What buyers actually want in the answer
Three things, in order:
1. Specificity. “Yes, we have a business-continuity plan” is not an answer. “Our business-continuity plan is tested quarterly, was last tested in October 2025, covers primary-region failure with a 4-hour RTO and 1-hour RPO, and the most recent test surfaced three findings which have been remediated” is an answer. The buyer’s compliance lead is reading for specifics they can reference in their own risk assessment. Vague attestations get flagged for follow-up and slow the procurement.
2. Document backing. Every substantive DORA answer should point to a document the buyer can review under NDA — the SOC 2 report, the ISO 27001 certificate, the DORA self-assessment artifact, the sub-processor list. Safe Security has documented that the questionnaire-and-document pattern is how mature security reviews actually work; DORA-influenced reviews double down on it because the customer needs the document in their regulatory file.

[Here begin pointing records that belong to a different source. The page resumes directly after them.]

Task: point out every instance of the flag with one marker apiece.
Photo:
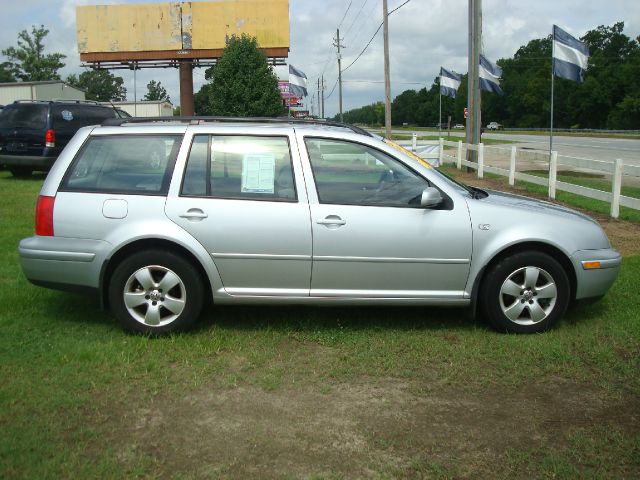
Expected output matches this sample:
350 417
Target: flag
449 83
490 76
297 82
570 56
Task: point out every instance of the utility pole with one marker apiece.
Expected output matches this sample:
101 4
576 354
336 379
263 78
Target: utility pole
474 121
322 105
338 45
387 77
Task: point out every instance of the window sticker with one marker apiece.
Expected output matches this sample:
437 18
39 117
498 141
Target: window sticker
258 173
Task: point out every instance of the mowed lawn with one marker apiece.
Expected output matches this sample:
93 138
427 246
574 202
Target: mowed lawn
310 393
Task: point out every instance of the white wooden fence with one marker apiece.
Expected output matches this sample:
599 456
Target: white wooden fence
617 170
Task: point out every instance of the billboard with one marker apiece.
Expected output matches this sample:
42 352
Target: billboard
159 31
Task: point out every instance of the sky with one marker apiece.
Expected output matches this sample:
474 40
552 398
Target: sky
423 36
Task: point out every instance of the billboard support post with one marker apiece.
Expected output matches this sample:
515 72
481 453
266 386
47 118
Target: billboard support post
187 107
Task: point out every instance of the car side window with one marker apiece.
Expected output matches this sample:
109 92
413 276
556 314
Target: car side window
350 173
240 167
127 164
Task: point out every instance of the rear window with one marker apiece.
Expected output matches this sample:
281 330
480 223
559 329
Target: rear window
24 115
127 164
70 118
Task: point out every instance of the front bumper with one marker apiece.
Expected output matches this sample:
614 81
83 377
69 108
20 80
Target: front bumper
596 270
63 263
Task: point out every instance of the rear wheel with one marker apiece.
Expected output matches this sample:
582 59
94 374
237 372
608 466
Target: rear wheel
156 292
525 293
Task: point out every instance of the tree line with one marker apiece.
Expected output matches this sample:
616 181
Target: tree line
242 83
28 62
609 98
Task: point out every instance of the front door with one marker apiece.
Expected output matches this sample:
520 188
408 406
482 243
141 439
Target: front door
371 238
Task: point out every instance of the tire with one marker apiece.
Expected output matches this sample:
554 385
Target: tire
156 292
526 292
21 172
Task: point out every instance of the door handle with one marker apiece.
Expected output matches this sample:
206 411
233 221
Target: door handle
331 221
194 215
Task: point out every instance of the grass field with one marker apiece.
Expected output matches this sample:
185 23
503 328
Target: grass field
519 132
310 393
571 199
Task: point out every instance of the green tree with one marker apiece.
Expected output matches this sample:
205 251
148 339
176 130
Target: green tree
5 73
28 62
155 91
99 85
242 83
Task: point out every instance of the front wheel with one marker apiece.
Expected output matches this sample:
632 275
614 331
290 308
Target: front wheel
525 293
156 292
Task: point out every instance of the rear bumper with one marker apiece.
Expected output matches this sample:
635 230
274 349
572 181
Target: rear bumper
594 282
27 161
63 263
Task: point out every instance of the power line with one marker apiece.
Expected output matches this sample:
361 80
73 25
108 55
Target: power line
399 7
345 14
332 90
374 36
355 18
375 8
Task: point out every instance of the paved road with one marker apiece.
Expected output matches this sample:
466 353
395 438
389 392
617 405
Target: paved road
607 149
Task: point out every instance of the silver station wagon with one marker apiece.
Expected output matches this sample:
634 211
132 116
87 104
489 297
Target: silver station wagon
160 216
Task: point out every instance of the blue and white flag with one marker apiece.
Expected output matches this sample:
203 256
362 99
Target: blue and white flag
297 82
449 83
570 56
490 74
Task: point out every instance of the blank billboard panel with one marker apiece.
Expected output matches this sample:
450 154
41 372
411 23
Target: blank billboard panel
179 30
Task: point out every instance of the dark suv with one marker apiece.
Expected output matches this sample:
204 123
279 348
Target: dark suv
34 132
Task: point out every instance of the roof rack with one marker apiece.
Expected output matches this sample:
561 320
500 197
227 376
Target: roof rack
58 100
197 120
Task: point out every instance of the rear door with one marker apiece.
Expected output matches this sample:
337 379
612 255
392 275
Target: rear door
243 198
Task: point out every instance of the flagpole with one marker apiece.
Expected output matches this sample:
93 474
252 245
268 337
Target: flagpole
440 114
553 52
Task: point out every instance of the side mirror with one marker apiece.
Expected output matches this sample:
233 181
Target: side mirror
430 197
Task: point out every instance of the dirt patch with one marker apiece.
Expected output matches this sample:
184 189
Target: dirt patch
622 234
365 429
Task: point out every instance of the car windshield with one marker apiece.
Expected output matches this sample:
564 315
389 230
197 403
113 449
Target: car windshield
24 115
461 187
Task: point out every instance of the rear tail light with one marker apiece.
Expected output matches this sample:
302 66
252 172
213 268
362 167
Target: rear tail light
44 216
50 138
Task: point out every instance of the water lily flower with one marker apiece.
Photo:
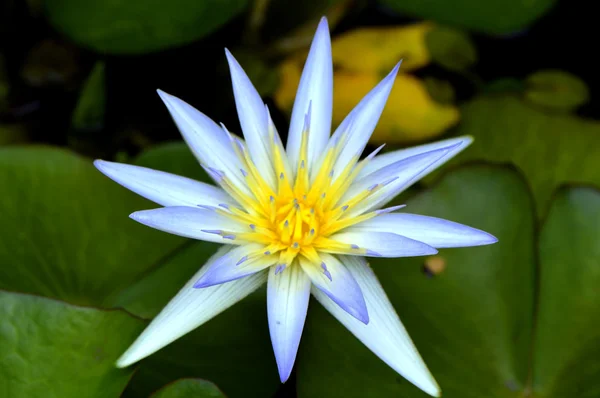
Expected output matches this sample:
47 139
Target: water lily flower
302 218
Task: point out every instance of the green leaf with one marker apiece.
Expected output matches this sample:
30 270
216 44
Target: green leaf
567 354
233 350
471 320
549 148
89 111
189 388
65 228
494 17
451 48
173 157
12 134
556 90
55 350
139 26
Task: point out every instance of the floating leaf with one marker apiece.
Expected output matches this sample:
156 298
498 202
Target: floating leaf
496 17
189 388
235 347
12 134
56 350
556 90
549 148
139 26
410 114
382 48
90 109
567 354
65 231
451 48
472 323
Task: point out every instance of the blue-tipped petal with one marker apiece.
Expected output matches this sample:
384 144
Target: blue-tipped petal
253 119
197 129
457 144
315 90
338 284
383 244
360 123
234 265
393 179
384 335
435 232
190 222
163 188
288 292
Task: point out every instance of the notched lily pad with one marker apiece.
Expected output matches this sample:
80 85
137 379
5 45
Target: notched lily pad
567 354
472 323
56 350
189 388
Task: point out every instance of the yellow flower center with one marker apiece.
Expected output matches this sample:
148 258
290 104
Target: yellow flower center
298 216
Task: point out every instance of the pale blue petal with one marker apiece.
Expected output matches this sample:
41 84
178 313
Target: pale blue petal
253 119
209 143
288 292
356 129
333 279
234 265
163 188
384 335
458 144
315 91
392 179
435 232
189 309
383 244
195 223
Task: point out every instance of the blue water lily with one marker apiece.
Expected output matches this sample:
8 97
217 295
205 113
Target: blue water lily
302 218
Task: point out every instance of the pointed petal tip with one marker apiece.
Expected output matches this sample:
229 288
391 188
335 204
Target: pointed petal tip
323 24
284 372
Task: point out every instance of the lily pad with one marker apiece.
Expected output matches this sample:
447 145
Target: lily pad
496 17
233 349
549 148
90 109
56 350
139 26
556 90
66 232
471 318
189 388
567 354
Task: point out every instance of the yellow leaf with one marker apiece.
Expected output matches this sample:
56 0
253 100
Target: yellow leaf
377 50
410 113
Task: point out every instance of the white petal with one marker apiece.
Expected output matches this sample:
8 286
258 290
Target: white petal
192 223
163 188
333 279
394 178
315 91
384 335
394 156
360 123
287 302
189 309
198 130
383 244
253 119
435 232
234 265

3. Honesty about gaps. If you are a Series-B SaaS company and you do not have a formal ICT third-party-risk program that maps to DORA’s Article 28, saying so — and describing what you do have — reads better than asserting a level of maturity you cannot back up with documents. Most buyers know what a Series-B looks like. They will either accept your posture or exclude you; they will not be fooled by confident-sounding boilerplate.
Where the proposal-side risk lives
This is the craft-essay part. There is a specific failure mode we see repeatedly on DORA-influenced DDQs, and it is not unique to DORA — it is just more dangerous here because the stakes are regulatory.
The failure mode: reusing a past DDQ answer without checking whether the answer is still true. A vendor answered “yes, we notify within 24 hours of a material incident” 18 months ago. The policy has since changed to 72 hours. The old answer gets pulled from the KB, reused, and submitted. The buyer’s compliance team takes the 24-hour commitment into the contract. The vendor is now contractually bound to something they cannot operationally meet.
This is the specific category of risk that AutogenAI has written about — not AI-invented answers, but human-blessed stale answers delivered with confidence. DORA answers are exactly the kind of answer that rots: the regulation is new, the policies behind the answers are being actively revised, and a 12-month-old KB block almost certainly needs re-verification before it ships.
The fix is what the SME collaboration piece named: freshness discipline. Every DORA-tagged KB block has a last-verified date. Anything older than six months triggers an explicit re-review by the compliance owner before it ships. Anything referring to a specific numeric commitment — hours-to-notification, RTO, RPO — triggers a re-review regardless of date if the underlying policy document has been revised. The retrieval layer surfaces the freshness score visibly so the drafter knows they are pulling current content.
What to do this quarter
If you bid into EU financial services and you have not done a pass on your KB for DORA-relevant questions, do it now. Identify every block that touches operational resilience, incident notification, sub-outsourcing, or continuity. Tag them. Set a freshness policy. Assign an owner — almost always someone from security, compliance, or legal, not proposal writers. Walk through the most recent DDQ you submitted and diff the answers against your current policies.
The goal is not to be “DORA-compliant in the DDQ” — compliance belongs to your compliance function, not your proposal function. The goal is to make sure the DDQ answer matches the compliance posture honestly. The gap between the two is where contractual and regulatory risk accumulates, and DORA is the regulation that is making that gap most visible right now.
I expect this post to age quickly. If DORA enforcement produces major test cases in 2026, or if the supervisory guidance evolves, the right answer to a DORA-influenced DDQ will change. The discipline — re-verify, document, be honest about gaps — will not.